Фэлэфи тронуло это «из головы», и она рассмеялась.
– Что смеёшься, тётя Фэлэфи? – Семимес подозрительно посмотрел на неё.
Фэлэфи положила свою руку на его и мягко сказала:
– Вся зараза уйдёт прочь, только не из головы, а из раны.
– А вот ум вернётся в голову, да?
– Да, дорогой мой. Но сначала я проверю руками, что с твоим умом стряслось.
– Ладно.
Фэлэфи встала, подняла руки (ладонями вниз) над головой Семимеса и принялась медленно водить ими… В то самое мгновение, когда она тревожно взглянула на Малама и покачала головой, Семимес, почуяв неладное, проскрипел, тихо, но напряжённо, внушительно:
– Говори вслух… тётя Фэлэфи.
– Так тому и быть, Семимес. Вместе будем чуждое из тебя изгонять: я руками, а ты желанием своим, желанием прежнего себя вернуть.
При этих словах Семимес сначала задрожал всем телом, а потом согнулся и весь сжался. Малам, заметив это, подошёл к нему и погладил его по голове.
– Сынок, не прячься. Фэлэфи поможет тебе, и снова всё будет хорошо. Главное, что ты дома.
– Главное, что я дома, отец, – согласился Семимес. – Просто у меня с головой худо, вот я и спрятался.
– Семимес, дорогой, послушай меня. Разум твой при тебе остался, но только кто-то злой и очень сильный околдовал тебя. Твою голову, твоё лицо будто закутали в колдовской кокон.
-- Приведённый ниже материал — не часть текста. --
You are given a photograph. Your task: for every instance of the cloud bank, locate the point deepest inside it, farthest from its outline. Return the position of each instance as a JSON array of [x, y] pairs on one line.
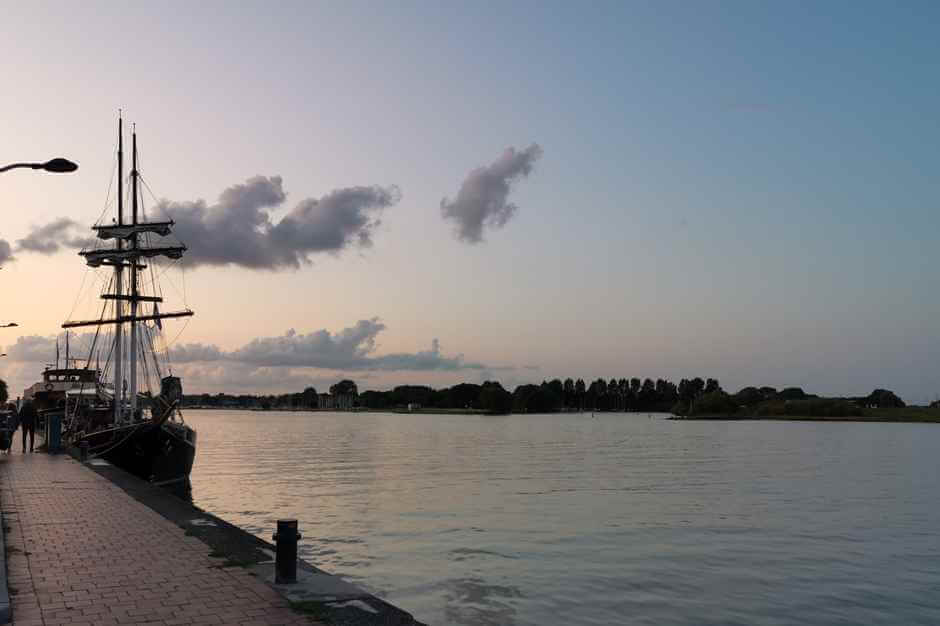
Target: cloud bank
[[350, 349], [483, 199], [238, 228], [50, 238]]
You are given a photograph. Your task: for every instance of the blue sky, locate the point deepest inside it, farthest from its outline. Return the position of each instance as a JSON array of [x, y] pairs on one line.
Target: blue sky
[[742, 190]]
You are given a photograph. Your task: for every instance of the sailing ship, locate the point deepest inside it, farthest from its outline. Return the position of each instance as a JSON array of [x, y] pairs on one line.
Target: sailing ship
[[124, 421]]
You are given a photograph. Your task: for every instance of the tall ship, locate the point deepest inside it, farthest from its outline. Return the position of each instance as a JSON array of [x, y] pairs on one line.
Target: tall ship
[[127, 410]]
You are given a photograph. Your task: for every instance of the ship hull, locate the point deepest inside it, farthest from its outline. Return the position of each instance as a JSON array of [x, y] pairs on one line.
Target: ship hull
[[159, 453]]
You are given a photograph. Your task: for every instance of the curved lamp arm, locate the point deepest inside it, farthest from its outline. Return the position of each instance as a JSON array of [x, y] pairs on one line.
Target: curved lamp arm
[[59, 166]]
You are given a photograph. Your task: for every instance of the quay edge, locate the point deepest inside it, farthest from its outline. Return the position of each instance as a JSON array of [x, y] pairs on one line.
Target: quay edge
[[322, 595]]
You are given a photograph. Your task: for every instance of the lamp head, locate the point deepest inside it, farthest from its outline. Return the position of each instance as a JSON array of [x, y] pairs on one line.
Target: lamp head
[[60, 166]]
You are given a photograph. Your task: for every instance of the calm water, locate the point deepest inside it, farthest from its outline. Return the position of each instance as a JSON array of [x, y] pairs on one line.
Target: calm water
[[622, 519]]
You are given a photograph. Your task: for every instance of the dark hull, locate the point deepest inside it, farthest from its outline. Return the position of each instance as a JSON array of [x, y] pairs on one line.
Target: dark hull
[[161, 454]]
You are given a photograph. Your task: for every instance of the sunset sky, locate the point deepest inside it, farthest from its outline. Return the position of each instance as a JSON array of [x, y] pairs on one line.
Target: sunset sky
[[518, 191]]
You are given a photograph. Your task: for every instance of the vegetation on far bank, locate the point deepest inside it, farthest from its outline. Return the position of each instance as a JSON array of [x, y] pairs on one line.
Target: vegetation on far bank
[[691, 398]]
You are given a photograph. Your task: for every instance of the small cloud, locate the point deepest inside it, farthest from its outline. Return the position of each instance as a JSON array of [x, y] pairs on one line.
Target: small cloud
[[50, 238], [483, 199], [238, 229]]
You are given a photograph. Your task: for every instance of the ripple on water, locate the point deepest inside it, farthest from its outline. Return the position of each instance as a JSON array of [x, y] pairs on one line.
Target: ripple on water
[[558, 519]]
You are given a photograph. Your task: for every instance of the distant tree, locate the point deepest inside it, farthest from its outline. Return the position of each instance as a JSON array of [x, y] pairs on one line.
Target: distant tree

И теперь ты – и Семимес, и немножко не Семимес. Я буду каждый день приходить к тебе и слой за слоем снимать этот кокон. А ты помогай мне… волей своей, она у тебя сильная. Договорились?
– Договорились, тётя Фэлэфи.
– Ну, а теперь чаем меня потчуй, как обещал. А как попьём чаю, скажешь мне, сегодня начнём от колдовского кокона освобождаться или завтра.
Семимес задумался… и сказал:
– Через три дня начнём, тётя Фэлэфи.
Малам и Фэлэфи переглянулись в недоумении.
– Почему же через три, сынок? – спросил Малам.
– Через три дня зараза из раны уйдёт.
– Так тому и быть, – сказала Фэлэфи, понимая, что, потеряв три дня, она приобретёт в Семимесе куда большего помощника, чем теперешний.
…Только все пожелали друг другу доброго голода и Семимес потянулся за облюбованным им куском морковно-грибной запеканки, раздался стук в дверь.
– Видно, Лутул не утерпел – пришёл, – сказала Фэлэфи.
– А я думаю, Савасард с Гройоргом. Я их сегодня во сне видел, – сказал Мэтью.
Малам, уже поднявшийся из-за стола, чтобы пойти открыть дверь, возразил ему:
– Савасарду с Гройоргом рано. Могу сказать лишь то, что нынче они в безопасности, хотя путь их пролегает по опасному проходу.
Мэтью и Дэниел переглянулись. Малам, заметив вопрос, застрявший меж ними, пояснил:
– Надёжного спутника приобрели они себе и через два-три дня прибудут.
– Прорвались! – тихо воскликнул Дэниел, глаза его заблестели от счастья.
– Вот это новость! – радостно сказал Мэтью и взглянул на Семимеса: что скажет тот?
– Помнил, да забыл, – проскрипел Семимес. – У меня с головой худо.
– Пойду посмотрю, что за новость к нам в дом так настойчиво просится.
Малам прошёл в переднюю и открыл входную дверь.
– Деточка, что стряслось?! – воскликнул он, увидев Лэоэли.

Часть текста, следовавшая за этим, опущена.